The extant species of Dioon are attributed to three prototypes. D. mejiae is considered the most evolutionary advanced species of the genus. D. spinulosum and D. rzedowskii are attributed to a second prototype, which was probably better adapted to mesial conditions, such as areas of medium humidity, which enable them to establish on the Atlantic coast of Oaxaca.

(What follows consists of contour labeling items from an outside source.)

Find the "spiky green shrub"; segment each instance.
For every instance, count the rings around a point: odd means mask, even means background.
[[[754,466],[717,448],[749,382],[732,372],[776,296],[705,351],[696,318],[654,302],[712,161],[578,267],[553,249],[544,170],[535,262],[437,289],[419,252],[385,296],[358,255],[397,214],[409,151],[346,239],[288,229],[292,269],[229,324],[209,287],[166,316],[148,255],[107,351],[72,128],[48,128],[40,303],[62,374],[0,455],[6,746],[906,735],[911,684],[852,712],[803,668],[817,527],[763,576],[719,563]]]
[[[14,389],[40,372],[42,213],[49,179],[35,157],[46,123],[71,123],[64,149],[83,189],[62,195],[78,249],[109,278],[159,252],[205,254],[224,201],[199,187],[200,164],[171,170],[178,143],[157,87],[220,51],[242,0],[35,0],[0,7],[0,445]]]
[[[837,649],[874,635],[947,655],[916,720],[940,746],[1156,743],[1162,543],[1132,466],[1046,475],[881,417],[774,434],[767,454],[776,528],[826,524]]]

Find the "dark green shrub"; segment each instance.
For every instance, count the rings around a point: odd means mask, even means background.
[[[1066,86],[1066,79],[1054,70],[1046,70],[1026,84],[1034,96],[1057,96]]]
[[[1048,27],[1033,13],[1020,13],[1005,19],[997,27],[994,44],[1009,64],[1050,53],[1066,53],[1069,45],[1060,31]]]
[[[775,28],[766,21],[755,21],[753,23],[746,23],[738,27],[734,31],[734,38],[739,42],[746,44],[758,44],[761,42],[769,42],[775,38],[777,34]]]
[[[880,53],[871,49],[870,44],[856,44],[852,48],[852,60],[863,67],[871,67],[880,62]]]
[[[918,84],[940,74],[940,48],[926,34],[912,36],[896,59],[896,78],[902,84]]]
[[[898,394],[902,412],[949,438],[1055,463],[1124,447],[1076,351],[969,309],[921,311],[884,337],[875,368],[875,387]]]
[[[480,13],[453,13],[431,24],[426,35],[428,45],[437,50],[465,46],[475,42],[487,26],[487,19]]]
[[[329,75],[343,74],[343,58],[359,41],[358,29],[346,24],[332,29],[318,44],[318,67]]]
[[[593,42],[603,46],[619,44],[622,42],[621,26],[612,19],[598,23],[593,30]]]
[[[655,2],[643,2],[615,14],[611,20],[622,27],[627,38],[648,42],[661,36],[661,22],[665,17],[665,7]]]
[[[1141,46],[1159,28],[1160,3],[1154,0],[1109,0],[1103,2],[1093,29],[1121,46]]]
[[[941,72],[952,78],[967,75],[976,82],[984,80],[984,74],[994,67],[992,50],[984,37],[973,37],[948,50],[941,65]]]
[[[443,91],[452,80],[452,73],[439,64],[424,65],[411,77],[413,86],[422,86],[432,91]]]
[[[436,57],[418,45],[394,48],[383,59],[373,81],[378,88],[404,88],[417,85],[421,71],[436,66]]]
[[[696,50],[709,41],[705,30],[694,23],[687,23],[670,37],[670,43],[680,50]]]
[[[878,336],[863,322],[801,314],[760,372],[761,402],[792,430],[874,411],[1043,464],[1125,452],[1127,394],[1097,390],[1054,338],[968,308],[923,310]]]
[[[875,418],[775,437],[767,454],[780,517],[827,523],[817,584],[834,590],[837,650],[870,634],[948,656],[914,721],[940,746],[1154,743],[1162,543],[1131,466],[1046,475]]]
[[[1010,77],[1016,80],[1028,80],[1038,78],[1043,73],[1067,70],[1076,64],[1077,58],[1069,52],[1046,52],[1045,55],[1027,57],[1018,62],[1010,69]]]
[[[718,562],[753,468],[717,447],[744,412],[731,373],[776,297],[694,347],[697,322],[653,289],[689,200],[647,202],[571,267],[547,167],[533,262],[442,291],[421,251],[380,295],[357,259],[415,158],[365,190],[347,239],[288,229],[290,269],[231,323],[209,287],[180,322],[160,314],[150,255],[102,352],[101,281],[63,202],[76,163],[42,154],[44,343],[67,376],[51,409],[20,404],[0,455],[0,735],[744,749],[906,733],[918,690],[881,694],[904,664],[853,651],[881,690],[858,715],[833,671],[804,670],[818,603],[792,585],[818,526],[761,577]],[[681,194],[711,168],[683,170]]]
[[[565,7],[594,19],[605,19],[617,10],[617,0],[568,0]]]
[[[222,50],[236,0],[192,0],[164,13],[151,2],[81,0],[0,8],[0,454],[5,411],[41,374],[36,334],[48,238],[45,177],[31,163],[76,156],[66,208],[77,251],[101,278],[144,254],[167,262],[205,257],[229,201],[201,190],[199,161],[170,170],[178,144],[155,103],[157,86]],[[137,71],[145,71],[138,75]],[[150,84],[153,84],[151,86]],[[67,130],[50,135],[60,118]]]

The remaining species presumably come from a third, to xerotic, dry areas, adapted to the original form.

==Uses==
In Honduras, the female cones of D. mejiae are picked to harvest the seeds. These are processed by about 33,000 indigenous people into tamales or tortillas and replace the cornmeal. The fronds are traditionally used on Palm Sunday.